To Benjamin Franklin from Thomas Gilpin, 29 January 1769

From Thomas Gilpin

Extract: reprinted from “Memoir of Thomas Gilpin,” Pennsylvania Magazine of History and Biography, XLIX (1925), 302–3.

This letter is the first surviving one in a correspondence that continued, insofar as it is extant, until November, 1770. Thomas Gilpin belonged to a wealthy Quaker family; although he had estates in Maryland and Delaware, his principal residence was Philadelphia. His fortune allowed him to indulge his hobbies, which were varied: he was a naturalist, a mathematician and surveyor, an engineer with a particular interest in building canals and bridges, and the inventor of a hydraulic pump. He was a member of the two organizations that merged in 1769 to form the American Philosophical Society;3 he submitted an essay on the pump and a model of it to the Society and subsequently sent the model to Franklin, who was delighted by it and expected great things of it.4 In 1777, on the eve of the British capture of Philadelphia, Gilpin was among the Quakers who were first imprisoned by the state authorities and then exiled to Virginia, where he died soon afterward.5

Janry. 29th 1769

The sentiments of our Sovereign and disposition of Parliament received by the last advices6 affect the people here with great surprize and increasing suspicion. I hope and trust they will not determine in a desperate opposition, but be firmly and coolly met as an arbitrary advance; they will however occasion great alarm; demands made without consultation or even our knowing the object of them can only be considered in a desperate light; I wish sincerely ministerial wisdom may present some more favorable measures, otherwise both our trade and affections will be lost; we are denied the right of complaining, it is even looked upon as idle and contemptuous in us to do so. The debts and expences of England are certainly very great, but who are the creditors and who the debtors, who the burthened and who impose the burthens? Will not the expensive and lucrative plan of the nation itself bear correction and ought it not to be attempted before the weight is imposed upon us?
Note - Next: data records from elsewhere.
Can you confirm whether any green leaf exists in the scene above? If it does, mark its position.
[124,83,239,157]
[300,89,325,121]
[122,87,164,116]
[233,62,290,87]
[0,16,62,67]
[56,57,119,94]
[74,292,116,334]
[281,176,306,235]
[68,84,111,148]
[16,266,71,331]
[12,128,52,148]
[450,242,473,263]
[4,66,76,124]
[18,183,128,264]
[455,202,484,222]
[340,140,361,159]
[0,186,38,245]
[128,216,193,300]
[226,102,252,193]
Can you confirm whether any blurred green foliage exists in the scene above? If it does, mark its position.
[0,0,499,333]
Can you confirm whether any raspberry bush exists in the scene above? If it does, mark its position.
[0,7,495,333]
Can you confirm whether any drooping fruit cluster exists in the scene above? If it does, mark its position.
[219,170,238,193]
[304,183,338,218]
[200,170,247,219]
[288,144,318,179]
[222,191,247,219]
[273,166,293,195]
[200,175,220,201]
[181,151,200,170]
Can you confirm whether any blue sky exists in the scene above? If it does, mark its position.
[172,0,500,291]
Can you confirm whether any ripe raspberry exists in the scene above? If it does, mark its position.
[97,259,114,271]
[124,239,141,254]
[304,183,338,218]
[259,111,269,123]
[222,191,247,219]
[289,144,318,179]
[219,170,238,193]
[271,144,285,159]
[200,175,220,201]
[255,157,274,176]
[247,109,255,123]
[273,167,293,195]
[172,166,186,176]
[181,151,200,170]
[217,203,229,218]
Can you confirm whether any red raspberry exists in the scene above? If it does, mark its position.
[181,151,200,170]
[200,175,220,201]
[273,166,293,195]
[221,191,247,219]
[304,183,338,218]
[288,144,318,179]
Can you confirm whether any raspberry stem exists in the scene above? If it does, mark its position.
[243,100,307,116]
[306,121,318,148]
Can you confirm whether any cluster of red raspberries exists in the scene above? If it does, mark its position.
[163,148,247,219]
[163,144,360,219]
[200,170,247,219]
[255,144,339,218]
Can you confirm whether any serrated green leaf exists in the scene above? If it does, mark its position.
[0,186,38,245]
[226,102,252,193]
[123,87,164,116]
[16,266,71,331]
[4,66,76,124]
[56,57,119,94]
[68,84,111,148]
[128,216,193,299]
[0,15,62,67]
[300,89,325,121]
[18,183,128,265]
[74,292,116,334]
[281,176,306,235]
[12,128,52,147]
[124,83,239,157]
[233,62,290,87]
[Note numbering follows the Franklin Papers source.]

3See above, XV, 259–61.

4See below: Gilpin to BF, May 16, and BF to Gilpin, July 10.
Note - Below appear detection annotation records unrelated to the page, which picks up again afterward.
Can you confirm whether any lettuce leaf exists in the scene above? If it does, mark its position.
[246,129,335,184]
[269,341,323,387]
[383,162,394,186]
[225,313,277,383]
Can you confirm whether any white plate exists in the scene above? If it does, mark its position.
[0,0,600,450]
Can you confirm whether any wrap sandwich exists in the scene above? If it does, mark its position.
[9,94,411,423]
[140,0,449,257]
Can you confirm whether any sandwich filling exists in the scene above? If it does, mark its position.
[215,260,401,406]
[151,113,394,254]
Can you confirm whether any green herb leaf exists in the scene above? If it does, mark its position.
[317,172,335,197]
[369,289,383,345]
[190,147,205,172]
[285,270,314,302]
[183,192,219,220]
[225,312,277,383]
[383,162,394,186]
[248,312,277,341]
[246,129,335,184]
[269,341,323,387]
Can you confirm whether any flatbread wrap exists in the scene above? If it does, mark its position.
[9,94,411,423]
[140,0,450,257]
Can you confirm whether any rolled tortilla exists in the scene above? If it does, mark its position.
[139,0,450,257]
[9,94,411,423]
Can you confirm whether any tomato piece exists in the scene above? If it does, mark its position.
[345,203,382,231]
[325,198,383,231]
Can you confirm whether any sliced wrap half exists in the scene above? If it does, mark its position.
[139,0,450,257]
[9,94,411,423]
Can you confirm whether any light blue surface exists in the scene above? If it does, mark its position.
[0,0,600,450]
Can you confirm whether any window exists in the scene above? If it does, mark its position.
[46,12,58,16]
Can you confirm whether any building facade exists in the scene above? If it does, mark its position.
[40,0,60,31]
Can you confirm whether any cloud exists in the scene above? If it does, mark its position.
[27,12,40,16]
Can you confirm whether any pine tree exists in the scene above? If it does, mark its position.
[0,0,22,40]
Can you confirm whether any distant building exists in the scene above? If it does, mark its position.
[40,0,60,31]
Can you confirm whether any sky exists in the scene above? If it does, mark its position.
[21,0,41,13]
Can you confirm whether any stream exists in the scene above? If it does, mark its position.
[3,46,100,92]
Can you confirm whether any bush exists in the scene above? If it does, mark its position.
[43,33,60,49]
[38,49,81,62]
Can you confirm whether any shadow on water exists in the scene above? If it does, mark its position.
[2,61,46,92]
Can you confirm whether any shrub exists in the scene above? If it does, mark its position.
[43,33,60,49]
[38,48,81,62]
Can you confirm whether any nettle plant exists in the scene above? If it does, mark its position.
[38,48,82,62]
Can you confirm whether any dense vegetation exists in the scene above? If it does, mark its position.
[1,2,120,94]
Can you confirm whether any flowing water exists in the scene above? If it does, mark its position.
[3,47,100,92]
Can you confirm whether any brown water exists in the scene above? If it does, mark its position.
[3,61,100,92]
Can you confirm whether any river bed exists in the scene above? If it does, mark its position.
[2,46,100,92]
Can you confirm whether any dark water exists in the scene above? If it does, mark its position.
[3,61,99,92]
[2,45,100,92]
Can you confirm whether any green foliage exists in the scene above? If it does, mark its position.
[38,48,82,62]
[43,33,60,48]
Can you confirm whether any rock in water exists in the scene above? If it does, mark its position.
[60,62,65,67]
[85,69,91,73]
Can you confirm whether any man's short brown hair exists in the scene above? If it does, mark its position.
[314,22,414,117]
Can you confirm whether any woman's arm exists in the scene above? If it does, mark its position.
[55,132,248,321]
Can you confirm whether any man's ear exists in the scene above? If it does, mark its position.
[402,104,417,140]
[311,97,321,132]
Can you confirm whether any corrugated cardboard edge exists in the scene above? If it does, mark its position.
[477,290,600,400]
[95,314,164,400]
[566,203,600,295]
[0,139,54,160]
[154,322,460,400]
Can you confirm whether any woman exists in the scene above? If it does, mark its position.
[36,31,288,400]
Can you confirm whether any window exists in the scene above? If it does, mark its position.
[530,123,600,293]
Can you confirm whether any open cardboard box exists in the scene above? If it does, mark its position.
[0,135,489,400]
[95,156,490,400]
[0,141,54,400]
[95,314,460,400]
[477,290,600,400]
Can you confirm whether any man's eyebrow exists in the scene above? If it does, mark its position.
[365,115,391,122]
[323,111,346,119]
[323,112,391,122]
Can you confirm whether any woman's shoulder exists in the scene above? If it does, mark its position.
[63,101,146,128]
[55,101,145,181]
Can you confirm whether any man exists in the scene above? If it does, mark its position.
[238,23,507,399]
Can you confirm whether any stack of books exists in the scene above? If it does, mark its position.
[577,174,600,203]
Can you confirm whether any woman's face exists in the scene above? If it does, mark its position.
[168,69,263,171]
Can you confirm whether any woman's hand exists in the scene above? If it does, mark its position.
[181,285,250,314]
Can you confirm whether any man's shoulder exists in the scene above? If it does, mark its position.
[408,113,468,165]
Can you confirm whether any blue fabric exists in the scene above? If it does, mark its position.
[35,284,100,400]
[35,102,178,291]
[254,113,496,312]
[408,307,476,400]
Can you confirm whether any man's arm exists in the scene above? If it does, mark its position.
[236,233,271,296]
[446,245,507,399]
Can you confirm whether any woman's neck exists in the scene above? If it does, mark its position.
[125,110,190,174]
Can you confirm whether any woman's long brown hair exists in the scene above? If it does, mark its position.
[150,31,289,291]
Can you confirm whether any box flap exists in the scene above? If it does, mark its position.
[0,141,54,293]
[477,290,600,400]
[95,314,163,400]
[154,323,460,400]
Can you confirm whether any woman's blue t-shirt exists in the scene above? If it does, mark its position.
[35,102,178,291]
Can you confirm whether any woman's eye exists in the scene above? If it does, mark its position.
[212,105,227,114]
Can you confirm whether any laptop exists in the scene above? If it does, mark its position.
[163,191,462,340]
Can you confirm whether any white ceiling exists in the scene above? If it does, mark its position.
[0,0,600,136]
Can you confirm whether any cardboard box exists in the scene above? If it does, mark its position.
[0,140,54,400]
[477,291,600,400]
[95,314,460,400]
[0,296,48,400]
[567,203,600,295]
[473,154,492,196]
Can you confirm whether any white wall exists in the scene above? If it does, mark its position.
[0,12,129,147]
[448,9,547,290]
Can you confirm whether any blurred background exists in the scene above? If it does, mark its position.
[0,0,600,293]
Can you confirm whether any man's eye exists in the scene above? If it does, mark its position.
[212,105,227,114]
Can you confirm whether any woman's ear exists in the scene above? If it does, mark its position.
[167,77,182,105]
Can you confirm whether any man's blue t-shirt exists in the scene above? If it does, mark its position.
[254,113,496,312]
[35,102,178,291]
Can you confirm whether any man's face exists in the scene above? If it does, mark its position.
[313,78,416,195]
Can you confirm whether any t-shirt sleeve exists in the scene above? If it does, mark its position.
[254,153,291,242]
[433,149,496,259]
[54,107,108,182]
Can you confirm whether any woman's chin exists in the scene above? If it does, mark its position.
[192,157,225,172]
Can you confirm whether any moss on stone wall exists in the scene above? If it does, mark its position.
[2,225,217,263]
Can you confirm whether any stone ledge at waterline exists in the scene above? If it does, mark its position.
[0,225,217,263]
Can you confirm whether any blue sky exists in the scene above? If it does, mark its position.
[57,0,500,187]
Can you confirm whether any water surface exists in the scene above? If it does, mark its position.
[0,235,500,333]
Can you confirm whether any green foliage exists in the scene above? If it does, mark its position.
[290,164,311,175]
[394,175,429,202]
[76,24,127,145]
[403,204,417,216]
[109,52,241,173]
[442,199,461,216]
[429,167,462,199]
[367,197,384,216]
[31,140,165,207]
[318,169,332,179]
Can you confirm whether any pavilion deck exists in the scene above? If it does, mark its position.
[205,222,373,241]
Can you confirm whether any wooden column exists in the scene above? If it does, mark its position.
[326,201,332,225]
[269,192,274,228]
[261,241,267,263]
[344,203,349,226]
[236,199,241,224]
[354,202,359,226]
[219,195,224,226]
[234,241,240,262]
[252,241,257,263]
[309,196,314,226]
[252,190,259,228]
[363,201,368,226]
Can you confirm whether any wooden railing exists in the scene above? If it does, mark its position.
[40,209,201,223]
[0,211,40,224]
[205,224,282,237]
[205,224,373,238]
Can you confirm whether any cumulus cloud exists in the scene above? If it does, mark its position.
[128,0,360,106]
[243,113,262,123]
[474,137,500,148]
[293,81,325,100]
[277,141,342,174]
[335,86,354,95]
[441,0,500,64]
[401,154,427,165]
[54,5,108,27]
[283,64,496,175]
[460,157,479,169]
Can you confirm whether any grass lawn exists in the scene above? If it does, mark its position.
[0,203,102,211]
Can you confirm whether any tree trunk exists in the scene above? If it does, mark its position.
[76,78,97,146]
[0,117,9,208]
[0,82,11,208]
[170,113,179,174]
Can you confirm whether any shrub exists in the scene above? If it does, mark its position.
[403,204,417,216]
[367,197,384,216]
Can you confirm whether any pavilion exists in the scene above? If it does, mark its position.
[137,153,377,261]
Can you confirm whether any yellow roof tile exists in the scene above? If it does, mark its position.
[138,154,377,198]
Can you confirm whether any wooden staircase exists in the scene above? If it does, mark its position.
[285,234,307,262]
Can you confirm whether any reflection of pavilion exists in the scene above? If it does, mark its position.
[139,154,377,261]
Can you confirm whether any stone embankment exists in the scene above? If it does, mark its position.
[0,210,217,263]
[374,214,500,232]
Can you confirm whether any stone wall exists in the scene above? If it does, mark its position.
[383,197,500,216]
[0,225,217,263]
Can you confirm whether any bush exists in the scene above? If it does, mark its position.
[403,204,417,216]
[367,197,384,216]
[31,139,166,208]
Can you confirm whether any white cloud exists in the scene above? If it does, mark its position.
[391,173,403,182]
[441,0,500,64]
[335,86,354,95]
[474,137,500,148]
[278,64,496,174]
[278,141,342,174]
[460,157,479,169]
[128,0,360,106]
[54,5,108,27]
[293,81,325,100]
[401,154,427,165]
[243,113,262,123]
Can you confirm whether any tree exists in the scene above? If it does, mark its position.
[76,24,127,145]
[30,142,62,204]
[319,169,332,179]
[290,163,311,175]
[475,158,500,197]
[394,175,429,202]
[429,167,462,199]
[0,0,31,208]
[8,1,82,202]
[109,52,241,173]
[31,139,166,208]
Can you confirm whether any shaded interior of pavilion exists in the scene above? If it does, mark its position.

5“Memoir of Thomas Gilpin,” PMHB, XLIX (1925), 289–328; Carl and Jessica Bridenbaugh, Rebels and Gentlemen: Philadelphia in the Age of Franklin (New York, [1942]), pp. 345–9; [Thomas Gilpin, Jr., ed.], Exiles in Virginia: with Observations on the Conduct of the Society of Friends during the Revolutionary War … (Philadelphia, 1848), pp. 210–12.

6The King’s speech at the opening of Parliament and the addresses in reply from the two Houses were printed in Pa. Chron., Jan. 2–9, 16–23, 1769.